JACQUELINE JULES: Teaching Students To Part With Their Words
Since I first started writing professionally, the word count feature on my word processing system has been my favorite tool. It can be almost a game to search through a manuscript looking for ways to say the same thing with fewer words. And after each edit, I triumphantly check the word count to see a lower number. Recently, I took two thousand words out of a chapter book for a requested revision. Over the years, trimming words to make my stories publishable has become second nature. I can’t re-read any draft without seeing numerous sentences in need of tightening. How does this help me as a writer? It forces me to examine every word in my stories. The often quoted line attributed to a variety of authors, including Mark Twain: “I’m sorry to write such a long letter. I didn’t have time to write a shorter one,” reflects the effort needed to comb a story for repetitive or confusing phrases. Professional writers make every effort to put their ideas down as succinctly as possible.
How do we help students develop the skills to tighten their writing? First, we have to convince them of the necessity. Many students are reluctant to part with words they have laboriously written. They don’t see that their stories are riddled with repetition and confusing sentence fragments. It helps to start small. Point out that the word “and” in numerous run-on sentences can be eliminated. In some student writing, that can cut out 50 words right there!

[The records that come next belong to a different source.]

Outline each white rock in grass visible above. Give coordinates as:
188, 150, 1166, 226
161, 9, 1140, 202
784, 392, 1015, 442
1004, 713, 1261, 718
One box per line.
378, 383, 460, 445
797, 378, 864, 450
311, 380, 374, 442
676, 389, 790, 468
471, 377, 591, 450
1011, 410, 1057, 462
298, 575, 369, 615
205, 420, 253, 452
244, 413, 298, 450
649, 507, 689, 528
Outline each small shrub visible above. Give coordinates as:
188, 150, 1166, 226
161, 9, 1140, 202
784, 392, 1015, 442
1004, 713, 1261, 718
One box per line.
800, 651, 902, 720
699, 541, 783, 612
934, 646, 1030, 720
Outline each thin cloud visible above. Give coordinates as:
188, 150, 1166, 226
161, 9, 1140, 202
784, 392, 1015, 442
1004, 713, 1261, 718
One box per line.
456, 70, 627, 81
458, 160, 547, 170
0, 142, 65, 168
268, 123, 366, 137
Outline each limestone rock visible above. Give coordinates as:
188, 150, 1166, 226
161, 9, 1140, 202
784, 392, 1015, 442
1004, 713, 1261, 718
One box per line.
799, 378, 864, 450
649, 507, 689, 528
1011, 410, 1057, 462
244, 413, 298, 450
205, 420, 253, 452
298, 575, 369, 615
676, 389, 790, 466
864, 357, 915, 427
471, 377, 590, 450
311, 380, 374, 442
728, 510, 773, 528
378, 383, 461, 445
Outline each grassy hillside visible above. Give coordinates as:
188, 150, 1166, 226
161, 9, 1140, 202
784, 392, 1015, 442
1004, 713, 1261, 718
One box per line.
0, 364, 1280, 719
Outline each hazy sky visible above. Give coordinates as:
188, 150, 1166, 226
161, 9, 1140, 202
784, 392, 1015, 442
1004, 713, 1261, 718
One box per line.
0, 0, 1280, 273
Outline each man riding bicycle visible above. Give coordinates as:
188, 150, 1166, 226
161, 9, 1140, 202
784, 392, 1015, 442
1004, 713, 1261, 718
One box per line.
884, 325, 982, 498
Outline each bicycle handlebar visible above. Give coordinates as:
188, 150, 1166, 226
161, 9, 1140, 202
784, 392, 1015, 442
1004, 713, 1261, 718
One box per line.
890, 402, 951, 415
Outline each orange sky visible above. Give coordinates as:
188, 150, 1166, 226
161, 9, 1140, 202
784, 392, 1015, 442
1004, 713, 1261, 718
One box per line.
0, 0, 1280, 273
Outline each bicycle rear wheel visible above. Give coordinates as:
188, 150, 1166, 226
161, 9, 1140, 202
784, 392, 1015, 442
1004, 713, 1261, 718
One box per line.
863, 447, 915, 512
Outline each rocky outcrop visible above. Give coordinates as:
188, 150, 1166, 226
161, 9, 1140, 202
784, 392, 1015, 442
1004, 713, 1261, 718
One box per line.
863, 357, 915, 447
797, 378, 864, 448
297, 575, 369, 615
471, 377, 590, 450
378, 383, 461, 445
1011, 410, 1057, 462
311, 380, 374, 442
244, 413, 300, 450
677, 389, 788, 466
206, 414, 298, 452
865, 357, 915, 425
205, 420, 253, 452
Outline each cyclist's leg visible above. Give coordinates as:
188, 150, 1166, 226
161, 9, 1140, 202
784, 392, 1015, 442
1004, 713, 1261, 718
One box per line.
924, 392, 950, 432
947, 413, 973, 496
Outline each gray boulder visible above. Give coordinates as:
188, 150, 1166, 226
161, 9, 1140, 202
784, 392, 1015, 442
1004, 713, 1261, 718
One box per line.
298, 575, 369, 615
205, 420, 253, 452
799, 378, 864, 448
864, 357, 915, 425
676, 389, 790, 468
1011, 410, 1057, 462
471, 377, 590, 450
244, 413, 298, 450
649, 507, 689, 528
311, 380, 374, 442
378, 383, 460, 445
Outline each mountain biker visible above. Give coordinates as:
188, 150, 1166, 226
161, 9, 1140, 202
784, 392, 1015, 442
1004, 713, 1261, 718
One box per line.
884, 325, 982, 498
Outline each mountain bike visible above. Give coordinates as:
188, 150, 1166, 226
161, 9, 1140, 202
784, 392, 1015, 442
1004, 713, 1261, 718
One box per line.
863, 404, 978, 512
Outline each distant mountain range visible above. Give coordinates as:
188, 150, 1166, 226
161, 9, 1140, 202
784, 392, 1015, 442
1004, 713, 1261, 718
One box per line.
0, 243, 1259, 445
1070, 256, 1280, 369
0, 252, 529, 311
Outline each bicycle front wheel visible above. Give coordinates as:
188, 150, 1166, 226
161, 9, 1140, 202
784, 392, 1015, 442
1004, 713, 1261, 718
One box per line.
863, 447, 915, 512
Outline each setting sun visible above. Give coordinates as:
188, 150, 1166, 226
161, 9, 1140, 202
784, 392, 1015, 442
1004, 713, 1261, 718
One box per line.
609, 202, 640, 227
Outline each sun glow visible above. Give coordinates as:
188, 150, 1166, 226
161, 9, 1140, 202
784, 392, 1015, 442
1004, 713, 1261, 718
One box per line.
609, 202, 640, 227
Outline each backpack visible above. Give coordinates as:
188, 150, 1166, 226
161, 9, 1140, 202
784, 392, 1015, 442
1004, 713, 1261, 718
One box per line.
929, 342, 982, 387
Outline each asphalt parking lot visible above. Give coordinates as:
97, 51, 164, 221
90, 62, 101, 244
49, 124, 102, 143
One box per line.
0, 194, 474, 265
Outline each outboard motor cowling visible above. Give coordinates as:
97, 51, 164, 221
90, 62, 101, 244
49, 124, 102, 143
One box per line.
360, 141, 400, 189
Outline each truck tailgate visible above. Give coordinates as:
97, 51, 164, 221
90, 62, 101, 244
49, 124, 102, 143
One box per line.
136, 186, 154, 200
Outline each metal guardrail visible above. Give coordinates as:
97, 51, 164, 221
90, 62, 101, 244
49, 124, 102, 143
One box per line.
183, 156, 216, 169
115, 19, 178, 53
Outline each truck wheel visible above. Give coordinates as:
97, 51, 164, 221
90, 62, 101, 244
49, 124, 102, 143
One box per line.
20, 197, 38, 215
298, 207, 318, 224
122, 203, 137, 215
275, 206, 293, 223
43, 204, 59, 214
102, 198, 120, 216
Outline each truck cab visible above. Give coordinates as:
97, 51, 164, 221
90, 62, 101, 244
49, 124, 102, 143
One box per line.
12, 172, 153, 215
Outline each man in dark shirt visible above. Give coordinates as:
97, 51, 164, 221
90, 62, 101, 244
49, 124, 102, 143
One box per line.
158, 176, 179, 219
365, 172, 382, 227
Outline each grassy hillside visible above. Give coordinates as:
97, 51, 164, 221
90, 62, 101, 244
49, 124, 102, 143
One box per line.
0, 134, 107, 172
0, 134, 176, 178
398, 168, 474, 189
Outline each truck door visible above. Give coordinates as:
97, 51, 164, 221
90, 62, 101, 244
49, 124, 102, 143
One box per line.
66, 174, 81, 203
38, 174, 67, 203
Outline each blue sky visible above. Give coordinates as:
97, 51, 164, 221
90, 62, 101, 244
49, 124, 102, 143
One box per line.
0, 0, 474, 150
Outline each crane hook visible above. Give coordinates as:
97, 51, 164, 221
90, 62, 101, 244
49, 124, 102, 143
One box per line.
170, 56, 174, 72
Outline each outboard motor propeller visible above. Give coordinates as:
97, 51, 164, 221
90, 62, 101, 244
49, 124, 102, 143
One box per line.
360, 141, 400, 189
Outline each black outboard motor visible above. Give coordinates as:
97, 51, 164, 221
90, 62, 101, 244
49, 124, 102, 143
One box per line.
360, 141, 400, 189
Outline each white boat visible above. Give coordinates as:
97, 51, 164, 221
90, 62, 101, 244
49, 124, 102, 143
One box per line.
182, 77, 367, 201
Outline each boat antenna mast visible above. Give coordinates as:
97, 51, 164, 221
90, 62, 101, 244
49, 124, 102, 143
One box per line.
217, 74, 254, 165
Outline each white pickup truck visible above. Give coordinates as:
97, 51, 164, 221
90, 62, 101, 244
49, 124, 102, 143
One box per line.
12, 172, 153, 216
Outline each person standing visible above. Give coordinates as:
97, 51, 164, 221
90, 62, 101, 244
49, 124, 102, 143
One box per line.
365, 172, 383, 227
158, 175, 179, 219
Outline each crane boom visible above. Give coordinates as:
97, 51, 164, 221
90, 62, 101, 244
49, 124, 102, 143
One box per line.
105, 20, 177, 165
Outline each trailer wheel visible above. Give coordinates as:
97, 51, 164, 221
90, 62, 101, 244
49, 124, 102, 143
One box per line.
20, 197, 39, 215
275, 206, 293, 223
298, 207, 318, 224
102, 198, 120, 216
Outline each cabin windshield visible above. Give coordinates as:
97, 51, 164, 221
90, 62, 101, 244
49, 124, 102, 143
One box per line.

Many young writers also have a habit of using “was” repeatedly in reference to an activity such as walking instead of writing the more direct “he walked.” And it is not uncommon to see a student make essentially the same statement at the beginning and end of a paragraph.
I am currently helping students in my school put together a literary journal. Each student in the fifth grade has been allotted one page in this magazine to publish his or her writing. This translates into no more than 800 words in ten point font or 500 words in 12 point. For many of my students, it has been a daunting challenge to cut down a story by 500 words. But it has also taught them how to look through their writing for extraneous details and digressions. They have learned how to make their best phrases shine like silver, rather than lie buried beneath the tarnish of unnecessary words. Don’t be afraid to encourage your students to trim their first rambling drafts. They will balk at first. But with luck, they will eventually admit, as some of my students have, that “It is not as hard as I thought.” And the end result of a more polished piece of writing will both please and surprise them.